One should note that in reality, no country in the world is purely capitalist or has a purely free enterprise economy. In other words, these economies exist as theoretical concepts rather than tangible realities. This means that every economy has a combination of free enterprise and centrally planned economies thereby making them mixed economies.

For example, the United States is said to be a free market economy. Although it allows companies to set prices as well as negotiate wages, the government establishes parameters that include minimum wages as well as antitrust laws that have to be adhered to. Furthermore, the U.S. government has several regulatory bodies such as FCC, SEC, FDA, and EPA that can intervene in markets or firms. Also, most countries have some forms of taxation and impose trade controls such as quotas and tariffs.

Does the free enterprise system favor the rich or the poor?

Theoretically, the free enterprise system gives individuals of all economic classes the opportunity to make their best economic choices without any form of interference. This implies that the economic structure should neither penalize the poor nor help the rich.

The subject matter with regard to whether a free enterprise system is ideal has become a significant controversy both in politics and economics. In general terms, free market economies experience higher rates of economic growth alongside greater prosperity thereby improving the quality of life for both the rich and the poor.

However, many feel that free enterprise economies bring about the exploitation of the poor by the rich as highlighted in the disadvantages. Therefore, the system is often perceived to be unfair if consumer protection and a generous social safety net in terms of anti-poverty programs do not accompany it.

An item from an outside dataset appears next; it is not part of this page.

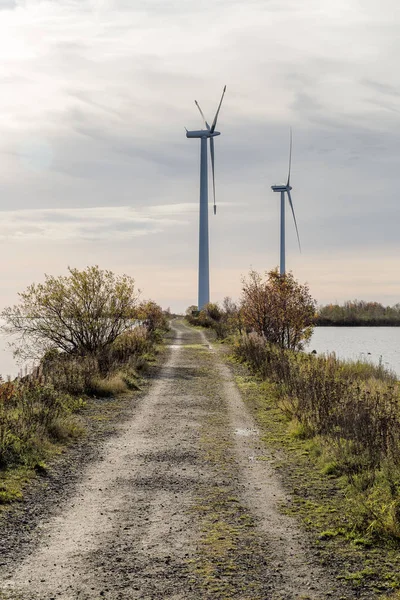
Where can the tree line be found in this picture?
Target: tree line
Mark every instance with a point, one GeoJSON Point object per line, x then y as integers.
{"type": "Point", "coordinates": [358, 313]}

It depends, as with so many things. Nobody is forced to do anything in a free market, and transactions are entered into voluntarily. Economists believe that free markets, through the price mechanism, competition, and the forces of supply and demand, can most efficiently allocate goods and capital to where they are most productive. The problem with free markets, however, is that they can lead to inequalities, especially when there is information asymmetry.

While economic theory presupposes perfect knowledge, in practice, sellers or producers typically know significantly more about what they are selling than consumers or purchasers. Furthermore, economists believe that markets have “perfect” competition among buyers and sellers, but we know that larger enterprises have greater clout in their marketplaces and that wealthy customers may bid up the cost of essentials, particularly during times of crisis.

As a result, customers are more likely to be duped, and sellers are more likely to cut shortcuts or conduct fraud. The solution to these issues is some level of government action or regulation to assure the quality of what is offered, protect customers from fraud, and maintain fair competition.